TGV_929.jpgÀ la veille des 30 ans du TGV, nous avons retrouvé celui qui l'avait dessiné en moins d'une heure. Et c'est à Bordeaux qu'il monta pour la première fois à bord.

C'était il y a tout juste trente ans, le 22 septembre 1981, à la gare de Lyon. Frais émoulu des urnes, le président Mitterrand inaugurait alors le TGV (1) sous l'œil de celui qui l'avait inventé d'un coup de crayon treize ans plus tôt. Pourtant, demain, Jacques Cooper ne soufflera pas les 30 bougies du train toujours le plus rapide au monde. « Pas invité. Mais que voulez-vous, tout le monde me croit mort… »

C'est en pleine forme que nous avons retrouvé le vieil homme de 80 ans dans son pavillon de Suresnes, en banlieue parisienne. Quelque part entre ses croquis, ses maquettes d'époque, ses petits trains électriques et les souvenirs d'une carrière hors norme.

« Sud Ouest ». En 1968, après avoir, entre autres, conçu des réfrigérateurs pour Arthur Martin, des tracteurs agricoles et des Porsche, voilà que l'on vous demande soudainement de dessiner « un train qui ne ressemble pas à un train »…

Jacques Cooper.
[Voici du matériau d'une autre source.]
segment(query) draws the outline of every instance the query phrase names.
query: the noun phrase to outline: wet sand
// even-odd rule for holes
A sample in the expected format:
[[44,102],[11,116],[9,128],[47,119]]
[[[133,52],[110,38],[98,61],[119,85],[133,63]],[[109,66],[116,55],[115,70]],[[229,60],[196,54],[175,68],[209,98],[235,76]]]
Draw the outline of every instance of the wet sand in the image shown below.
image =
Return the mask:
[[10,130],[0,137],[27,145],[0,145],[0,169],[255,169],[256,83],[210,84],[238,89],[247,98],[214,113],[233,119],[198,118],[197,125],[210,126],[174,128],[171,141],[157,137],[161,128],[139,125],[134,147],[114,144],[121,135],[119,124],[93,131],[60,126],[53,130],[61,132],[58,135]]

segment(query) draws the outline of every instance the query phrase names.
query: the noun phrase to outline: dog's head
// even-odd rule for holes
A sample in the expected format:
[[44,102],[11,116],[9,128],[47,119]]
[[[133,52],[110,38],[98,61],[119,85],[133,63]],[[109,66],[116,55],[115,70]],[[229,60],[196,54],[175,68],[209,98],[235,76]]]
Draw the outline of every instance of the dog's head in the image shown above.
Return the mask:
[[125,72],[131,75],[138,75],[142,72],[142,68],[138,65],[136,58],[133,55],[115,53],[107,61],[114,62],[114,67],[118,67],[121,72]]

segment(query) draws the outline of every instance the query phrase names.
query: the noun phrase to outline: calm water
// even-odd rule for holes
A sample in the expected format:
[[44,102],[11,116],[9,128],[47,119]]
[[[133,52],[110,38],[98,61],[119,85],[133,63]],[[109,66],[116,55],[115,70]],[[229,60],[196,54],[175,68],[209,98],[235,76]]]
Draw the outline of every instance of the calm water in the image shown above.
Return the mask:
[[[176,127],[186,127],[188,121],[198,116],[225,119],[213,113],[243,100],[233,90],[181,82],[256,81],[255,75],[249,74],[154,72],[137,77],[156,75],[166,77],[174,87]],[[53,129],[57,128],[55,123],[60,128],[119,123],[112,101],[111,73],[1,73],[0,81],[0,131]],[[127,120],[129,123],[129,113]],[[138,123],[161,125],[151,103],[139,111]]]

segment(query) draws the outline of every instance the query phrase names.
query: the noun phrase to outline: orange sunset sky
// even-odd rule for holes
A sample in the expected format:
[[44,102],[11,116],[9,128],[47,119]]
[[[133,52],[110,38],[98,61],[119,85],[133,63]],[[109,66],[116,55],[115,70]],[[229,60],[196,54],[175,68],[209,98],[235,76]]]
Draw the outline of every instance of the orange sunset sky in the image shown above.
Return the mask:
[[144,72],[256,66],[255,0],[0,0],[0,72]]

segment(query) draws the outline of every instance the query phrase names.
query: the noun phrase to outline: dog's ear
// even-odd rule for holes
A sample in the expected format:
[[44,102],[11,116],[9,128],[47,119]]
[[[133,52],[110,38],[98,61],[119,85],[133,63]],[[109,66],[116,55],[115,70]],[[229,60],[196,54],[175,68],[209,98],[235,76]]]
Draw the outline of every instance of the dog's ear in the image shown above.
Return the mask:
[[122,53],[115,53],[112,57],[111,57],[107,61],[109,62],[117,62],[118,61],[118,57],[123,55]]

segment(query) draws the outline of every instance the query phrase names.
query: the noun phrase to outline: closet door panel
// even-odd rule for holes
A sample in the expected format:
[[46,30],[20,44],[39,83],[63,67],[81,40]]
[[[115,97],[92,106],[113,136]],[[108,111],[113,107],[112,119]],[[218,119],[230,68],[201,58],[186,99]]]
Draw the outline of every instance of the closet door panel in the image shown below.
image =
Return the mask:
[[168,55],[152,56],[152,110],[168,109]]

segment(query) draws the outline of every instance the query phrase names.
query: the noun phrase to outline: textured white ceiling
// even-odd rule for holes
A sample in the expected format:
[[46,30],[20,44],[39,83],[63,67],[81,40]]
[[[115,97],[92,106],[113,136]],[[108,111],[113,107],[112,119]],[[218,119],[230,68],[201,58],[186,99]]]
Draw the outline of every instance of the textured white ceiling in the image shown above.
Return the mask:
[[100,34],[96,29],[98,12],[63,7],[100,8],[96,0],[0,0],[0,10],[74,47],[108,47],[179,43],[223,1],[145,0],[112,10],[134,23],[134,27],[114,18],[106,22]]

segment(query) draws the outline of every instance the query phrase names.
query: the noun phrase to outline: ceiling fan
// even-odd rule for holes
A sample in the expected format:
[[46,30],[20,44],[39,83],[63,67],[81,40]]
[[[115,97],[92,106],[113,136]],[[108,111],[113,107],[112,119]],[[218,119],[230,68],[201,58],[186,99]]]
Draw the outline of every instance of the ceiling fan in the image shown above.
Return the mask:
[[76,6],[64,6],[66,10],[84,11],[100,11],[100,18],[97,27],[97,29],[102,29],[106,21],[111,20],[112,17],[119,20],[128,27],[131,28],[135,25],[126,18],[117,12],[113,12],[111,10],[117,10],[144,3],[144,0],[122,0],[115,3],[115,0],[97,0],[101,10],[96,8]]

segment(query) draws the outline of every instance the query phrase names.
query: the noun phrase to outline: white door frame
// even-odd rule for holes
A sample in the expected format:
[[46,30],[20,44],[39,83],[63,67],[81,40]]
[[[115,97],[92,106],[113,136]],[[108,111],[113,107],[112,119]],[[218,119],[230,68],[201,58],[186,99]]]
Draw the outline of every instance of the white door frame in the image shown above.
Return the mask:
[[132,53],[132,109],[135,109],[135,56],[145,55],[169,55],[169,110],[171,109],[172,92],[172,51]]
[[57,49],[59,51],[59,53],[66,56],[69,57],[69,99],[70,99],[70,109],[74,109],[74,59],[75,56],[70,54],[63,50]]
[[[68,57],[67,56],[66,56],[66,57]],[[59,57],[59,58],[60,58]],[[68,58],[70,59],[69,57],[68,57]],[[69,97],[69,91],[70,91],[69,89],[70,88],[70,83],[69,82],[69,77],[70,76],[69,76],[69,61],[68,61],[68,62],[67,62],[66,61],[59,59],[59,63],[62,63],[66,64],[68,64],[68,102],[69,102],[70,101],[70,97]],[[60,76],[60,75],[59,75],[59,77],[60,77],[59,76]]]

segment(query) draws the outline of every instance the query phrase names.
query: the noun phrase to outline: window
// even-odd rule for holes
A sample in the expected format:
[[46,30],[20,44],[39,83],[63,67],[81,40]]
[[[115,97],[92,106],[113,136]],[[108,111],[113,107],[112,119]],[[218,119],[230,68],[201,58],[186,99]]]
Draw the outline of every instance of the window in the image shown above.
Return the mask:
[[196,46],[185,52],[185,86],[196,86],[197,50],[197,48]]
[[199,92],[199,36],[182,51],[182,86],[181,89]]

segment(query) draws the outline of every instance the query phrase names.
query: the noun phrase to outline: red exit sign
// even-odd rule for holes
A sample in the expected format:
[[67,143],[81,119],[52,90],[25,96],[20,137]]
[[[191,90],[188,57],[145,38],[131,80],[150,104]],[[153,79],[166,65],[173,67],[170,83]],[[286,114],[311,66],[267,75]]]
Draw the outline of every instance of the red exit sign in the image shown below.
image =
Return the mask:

Je m'occupais à l'époque de dessiner pour Heuliez des dérivés de voitures de sport, lorsqu'un responsable d'Alsthom m'a fait cette drôle de proposition. Ce type était un passionné d'automobile, il a simplement ajouté que je devrais intégrer une notion de grande vitesse - 300 km/h - à mon design.

Moi, depuis tout gamin, j'aimais dessiner des trains. Alors je suis rentré chez moi, je m'y suis mis, et l'idée est venue dans l'heure qui a suivi. Finalement, je n'ai rien fait d'autre qu'extrapoler les lignes de la Porsche sur laquelle j'étais en train de travailler. Voilà pourquoi le TGV 001 avait un nez de voiture.

Une heure pour ses courbes, mais combien de temps avant d'oser cette curieuse teinte orange ?

C'était une couleur à la mode dans ces années-là. Et puis, toutes les autres y étaient déjà passées, à la SNCF. Alors j'ai tenté le coup en réalisant six croquis de quatre couleurs différentes : bleu, vert, noir et, donc, orange. Lorsque j'ai punaisé mes dessins au mur d'une grande salle, le directeur d'Alsthom m'a demandé de choisir à sa place. Et je ne me suis pas dégonflé. Seuls les plus anciens ont un peu fait la moue.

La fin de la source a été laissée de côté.